ILLUME+

We present ILLUME+, an enhanced version of the previous ILLUME model, which leverages dual visual tokenization and a diffusion decoder to improve both deep semantic understanding and high-fidelity image generation. Existing unified models have struggled to simultaneously handle the three fundamental capabilities expected of a unified model: understanding, generation, and editing. Models like Chameleon and EMU3 utilize VQGAN for image discretization, due to the lack of deep semantic interaction, they lag behind specialist models like LLaVA in visual understanding tasks. To mitigate this, LaViT and ILLUME employ semantic encoders for tokenization, but they struggle with image editing due to poor texture preservation. Meanwhile, Janus series decouples the input and output image representation, limiting their abilities to seamlessly handle interleaved image-text understanding and generation. In contrast, ILLUME+ introduces a unified dual visual tokenizer, DualViTok, which preserves both fine-grained textures and text-aligned semantics while enabling a coarse-to-fine image representation strategy for multimodal understanding and generation. Additionally, we employ a diffusion model as the image detokenizer for enhanced generation quality and efficient super- resolution. ILLUME+ follows a continuous-input, discrete-output scheme within the unified Multimodal Large Language Model (MLLM) and adopts a progressive training procedure that supports dynamic resolution across the vision tokenizer, MLLM, and diffusion decoder. ILLUME+ (3B) exhibits competitive performance against existing unified MLLMs and specialized models across multimodal understanding, generation, and editing benchmarks. With its strong performance, ILLUME+ provides a scalable and versatile foundation for future multimodal applications.

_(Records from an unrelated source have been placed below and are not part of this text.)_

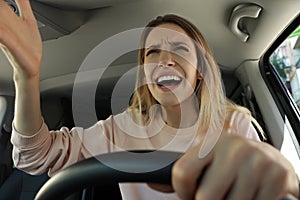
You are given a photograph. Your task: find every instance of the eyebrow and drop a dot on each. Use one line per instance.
(176, 43)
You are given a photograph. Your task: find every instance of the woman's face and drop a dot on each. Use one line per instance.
(170, 64)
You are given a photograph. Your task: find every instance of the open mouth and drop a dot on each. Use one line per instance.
(168, 81)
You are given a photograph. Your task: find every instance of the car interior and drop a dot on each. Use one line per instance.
(241, 34)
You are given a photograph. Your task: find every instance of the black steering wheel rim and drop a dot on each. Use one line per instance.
(110, 168)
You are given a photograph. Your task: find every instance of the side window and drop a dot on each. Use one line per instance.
(286, 61)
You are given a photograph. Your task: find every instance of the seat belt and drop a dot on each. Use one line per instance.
(6, 163)
(247, 100)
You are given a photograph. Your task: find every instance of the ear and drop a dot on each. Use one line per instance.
(199, 76)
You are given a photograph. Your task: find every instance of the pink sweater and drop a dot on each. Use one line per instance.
(54, 150)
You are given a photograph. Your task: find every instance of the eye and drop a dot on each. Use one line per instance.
(182, 48)
(151, 51)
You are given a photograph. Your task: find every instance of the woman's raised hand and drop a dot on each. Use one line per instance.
(20, 39)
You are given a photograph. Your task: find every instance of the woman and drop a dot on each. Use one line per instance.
(178, 105)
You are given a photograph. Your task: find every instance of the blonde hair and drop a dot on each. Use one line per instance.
(211, 89)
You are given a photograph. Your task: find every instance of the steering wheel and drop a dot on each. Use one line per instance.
(110, 168)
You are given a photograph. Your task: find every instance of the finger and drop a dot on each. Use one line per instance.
(222, 173)
(279, 178)
(186, 171)
(25, 9)
(215, 184)
(245, 187)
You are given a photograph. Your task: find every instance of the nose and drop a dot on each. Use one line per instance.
(166, 59)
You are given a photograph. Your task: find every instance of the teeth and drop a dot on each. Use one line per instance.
(168, 78)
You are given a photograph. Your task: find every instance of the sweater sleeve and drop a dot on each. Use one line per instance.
(54, 150)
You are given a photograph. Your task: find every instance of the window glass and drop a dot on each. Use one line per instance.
(286, 61)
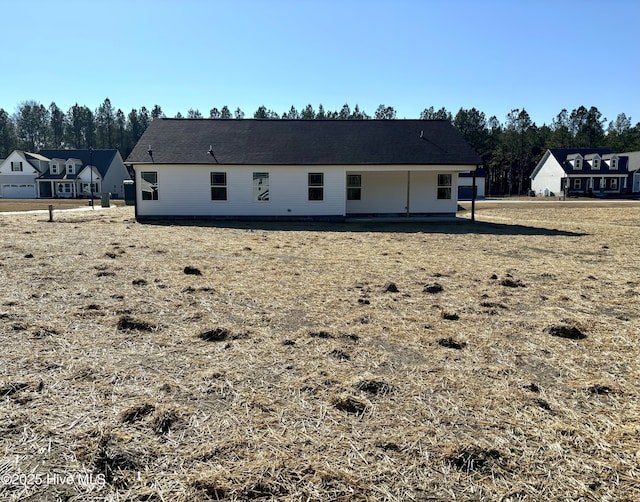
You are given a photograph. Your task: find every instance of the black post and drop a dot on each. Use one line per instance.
(473, 196)
(91, 173)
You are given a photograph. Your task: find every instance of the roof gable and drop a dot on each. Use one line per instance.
(302, 142)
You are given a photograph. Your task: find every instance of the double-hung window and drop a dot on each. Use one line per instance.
(219, 186)
(444, 186)
(316, 186)
(149, 182)
(354, 187)
(261, 187)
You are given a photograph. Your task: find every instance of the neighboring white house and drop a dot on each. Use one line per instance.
(634, 170)
(581, 171)
(298, 169)
(79, 173)
(62, 173)
(18, 173)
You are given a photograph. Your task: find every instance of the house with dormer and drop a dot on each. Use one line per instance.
(581, 171)
(62, 173)
(18, 173)
(81, 173)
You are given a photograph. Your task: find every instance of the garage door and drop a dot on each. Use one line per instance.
(18, 191)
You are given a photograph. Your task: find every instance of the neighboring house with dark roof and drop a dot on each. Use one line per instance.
(581, 171)
(18, 173)
(634, 170)
(79, 173)
(298, 169)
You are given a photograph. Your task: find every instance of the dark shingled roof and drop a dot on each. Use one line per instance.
(564, 155)
(303, 142)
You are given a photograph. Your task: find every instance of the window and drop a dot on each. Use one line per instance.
(260, 187)
(149, 183)
(354, 187)
(218, 186)
(444, 186)
(316, 186)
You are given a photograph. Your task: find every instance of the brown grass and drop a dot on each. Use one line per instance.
(12, 205)
(269, 375)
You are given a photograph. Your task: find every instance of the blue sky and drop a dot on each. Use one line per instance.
(495, 55)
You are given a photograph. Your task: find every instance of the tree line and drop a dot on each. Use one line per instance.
(510, 149)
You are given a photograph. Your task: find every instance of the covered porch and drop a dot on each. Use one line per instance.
(415, 192)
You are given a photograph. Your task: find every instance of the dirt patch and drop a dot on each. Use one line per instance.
(350, 404)
(375, 387)
(137, 412)
(128, 323)
(164, 420)
(189, 270)
(215, 335)
(473, 458)
(450, 343)
(433, 288)
(566, 331)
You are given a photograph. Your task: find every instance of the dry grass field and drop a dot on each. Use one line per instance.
(372, 361)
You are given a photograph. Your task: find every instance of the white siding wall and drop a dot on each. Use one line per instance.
(186, 191)
(548, 178)
(480, 184)
(424, 194)
(113, 180)
(17, 184)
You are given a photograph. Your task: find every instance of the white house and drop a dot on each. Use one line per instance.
(581, 171)
(18, 173)
(466, 189)
(634, 171)
(62, 173)
(79, 173)
(298, 169)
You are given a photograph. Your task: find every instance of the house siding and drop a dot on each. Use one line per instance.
(548, 179)
(113, 181)
(186, 192)
(9, 179)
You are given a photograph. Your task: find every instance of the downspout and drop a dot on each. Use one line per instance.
(473, 196)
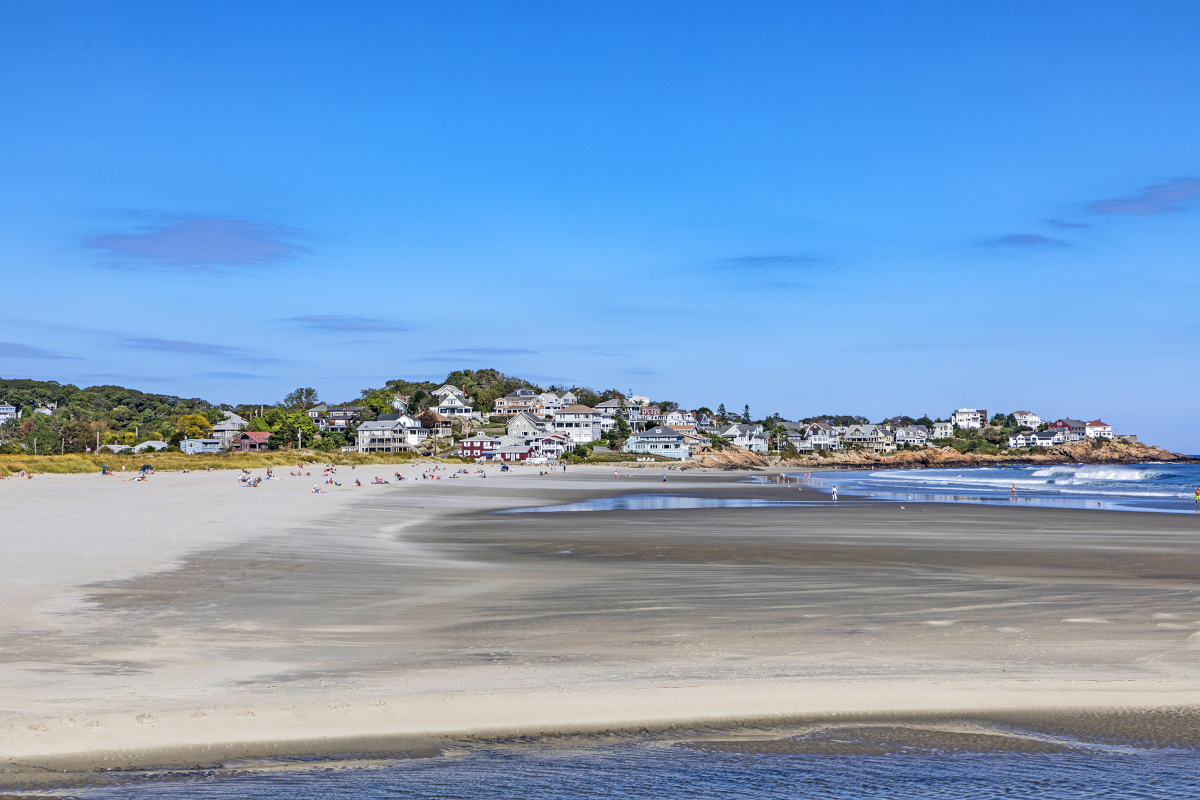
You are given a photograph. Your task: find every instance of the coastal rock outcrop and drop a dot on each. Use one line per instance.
(1079, 452)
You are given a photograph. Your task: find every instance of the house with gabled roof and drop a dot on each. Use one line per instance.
(522, 400)
(251, 441)
(580, 422)
(526, 425)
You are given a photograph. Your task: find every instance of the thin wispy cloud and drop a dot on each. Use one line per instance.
(771, 263)
(342, 323)
(1027, 240)
(121, 376)
(1159, 198)
(201, 244)
(15, 350)
(180, 346)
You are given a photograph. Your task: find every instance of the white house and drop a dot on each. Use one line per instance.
(1027, 420)
(228, 428)
(916, 435)
(661, 441)
(390, 434)
(750, 437)
(553, 446)
(526, 426)
(478, 446)
(1036, 439)
(820, 435)
(522, 400)
(455, 407)
(970, 417)
(553, 402)
(192, 446)
(580, 422)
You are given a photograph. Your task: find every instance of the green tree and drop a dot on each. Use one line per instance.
(193, 426)
(305, 398)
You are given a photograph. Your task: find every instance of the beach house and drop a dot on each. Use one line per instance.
(660, 440)
(970, 417)
(526, 425)
(478, 446)
(390, 433)
(227, 429)
(553, 402)
(250, 441)
(1027, 420)
(747, 435)
(193, 446)
(915, 435)
(455, 407)
(579, 422)
(522, 400)
(1071, 429)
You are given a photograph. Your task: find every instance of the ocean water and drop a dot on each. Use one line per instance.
(646, 770)
(1129, 487)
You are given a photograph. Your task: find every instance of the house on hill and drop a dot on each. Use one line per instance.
(522, 400)
(579, 422)
(250, 441)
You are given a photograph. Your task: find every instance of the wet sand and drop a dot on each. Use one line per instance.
(199, 621)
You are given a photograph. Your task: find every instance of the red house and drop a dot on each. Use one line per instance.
(479, 446)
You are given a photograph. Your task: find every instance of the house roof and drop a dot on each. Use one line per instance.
(659, 431)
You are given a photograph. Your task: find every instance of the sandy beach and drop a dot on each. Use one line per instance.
(187, 619)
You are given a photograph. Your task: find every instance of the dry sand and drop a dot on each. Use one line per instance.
(187, 619)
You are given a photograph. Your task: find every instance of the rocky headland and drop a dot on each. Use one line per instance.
(1080, 452)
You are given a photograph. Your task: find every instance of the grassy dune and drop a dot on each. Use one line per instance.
(91, 462)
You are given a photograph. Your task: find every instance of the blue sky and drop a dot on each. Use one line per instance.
(810, 208)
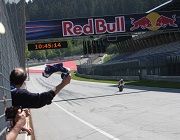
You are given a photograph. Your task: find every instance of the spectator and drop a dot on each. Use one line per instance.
(26, 99)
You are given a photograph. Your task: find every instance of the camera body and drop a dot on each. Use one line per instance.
(11, 112)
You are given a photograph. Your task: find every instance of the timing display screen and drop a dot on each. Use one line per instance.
(50, 45)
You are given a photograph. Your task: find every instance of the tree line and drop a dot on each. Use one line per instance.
(36, 10)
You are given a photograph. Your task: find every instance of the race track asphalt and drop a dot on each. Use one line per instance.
(97, 111)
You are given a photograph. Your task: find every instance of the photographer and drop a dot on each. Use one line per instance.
(26, 99)
(20, 121)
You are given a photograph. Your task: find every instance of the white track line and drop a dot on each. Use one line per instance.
(84, 122)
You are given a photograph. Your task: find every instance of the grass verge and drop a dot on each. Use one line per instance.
(146, 83)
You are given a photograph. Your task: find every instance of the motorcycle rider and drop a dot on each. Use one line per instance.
(121, 84)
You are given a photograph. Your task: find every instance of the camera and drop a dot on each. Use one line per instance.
(11, 112)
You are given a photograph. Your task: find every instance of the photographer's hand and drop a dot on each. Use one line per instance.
(20, 120)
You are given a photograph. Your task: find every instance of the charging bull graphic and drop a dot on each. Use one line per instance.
(153, 21)
(143, 23)
(163, 21)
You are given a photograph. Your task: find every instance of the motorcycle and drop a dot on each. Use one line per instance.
(121, 86)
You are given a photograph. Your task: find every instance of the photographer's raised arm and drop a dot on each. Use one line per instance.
(64, 82)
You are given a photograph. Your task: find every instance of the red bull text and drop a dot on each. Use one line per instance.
(94, 26)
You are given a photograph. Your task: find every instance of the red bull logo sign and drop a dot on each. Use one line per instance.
(119, 24)
(153, 21)
(94, 26)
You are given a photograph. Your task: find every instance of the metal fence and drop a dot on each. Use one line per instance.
(12, 51)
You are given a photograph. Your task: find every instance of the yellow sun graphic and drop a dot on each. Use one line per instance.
(153, 18)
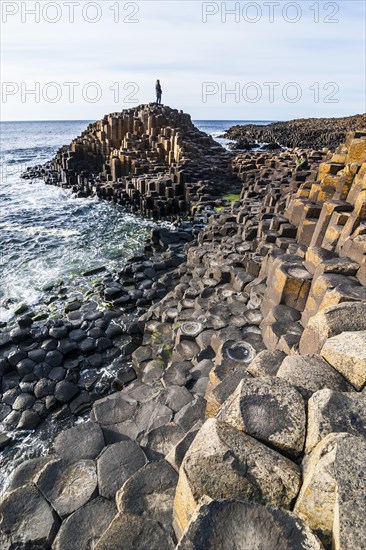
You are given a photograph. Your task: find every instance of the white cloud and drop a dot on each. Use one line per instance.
(171, 42)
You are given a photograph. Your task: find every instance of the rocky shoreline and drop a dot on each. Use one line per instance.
(236, 416)
(305, 133)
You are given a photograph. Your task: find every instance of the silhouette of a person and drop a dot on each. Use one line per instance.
(158, 91)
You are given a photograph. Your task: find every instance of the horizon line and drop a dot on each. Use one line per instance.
(91, 120)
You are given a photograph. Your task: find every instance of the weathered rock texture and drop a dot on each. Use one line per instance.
(307, 132)
(242, 378)
(150, 158)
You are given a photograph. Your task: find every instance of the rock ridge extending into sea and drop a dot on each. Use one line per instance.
(237, 417)
(305, 132)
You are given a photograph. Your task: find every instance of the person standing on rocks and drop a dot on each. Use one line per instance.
(158, 91)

We introduce the Dual Vision Tokenizer (DualViTok), a dual-branch vision tokenizer designed to capture both deep semantics and fine-grained textures. The semantic branch utilizes a pre-trained text-aligned vision encoder for semantic feature extraction, supervised by feature reconstruction loss. In parallel, the pixel branch integrates quantized features from both the semantic encoder and a CNN-based pixel encoder to enhance pixel-level reconstruction. To improve robustness against incorrect token predictions in autoregressive generation, we introduce noise injection during training by randomly perturbing visual tokens. Despite its simplicity, DualViTok is specifically designed for unified models, ensuring both semantic and texture preservation while maintaining robust token decoding.

We adopt a coarse-to-fine strategy, first generating semantic tokens followed by pixel tokens. This sequential arrangement enables LLMs to utilize a unified LM head with a simple vocabulary expansion while leveraging semantic visual tokens as a bridge to enhance alignment between text and visual textures. Additionally, to prevent information loss at the input stage, we employ a continuous-input, discrete-output scheme following ILLUME, using pre-quantized continuous features as inputs while generating discrete tokens for image synthesis.

We incorporate a diffusion model as an optional choice for image generation, offering two key benefits: (i) Higher generation quality. Diffusion models refine details and reduce artifacts, surpassing direct token decoding from a vision tokenizer in both fidelity and robustness. (ii) Efficient super-resolution. They upscale images during decoding, mitigating the token explosion issue in autoregressive high-resolution generation.

We employ a progressive training procedure for all the above three modules, gradually increasing resolution from fixed low to flexible high, to ensure training stability and final performance. Additionally, during MLLM training, we incrementally increase tasks diversity and complexity, with carefully designed data distribution for each stage.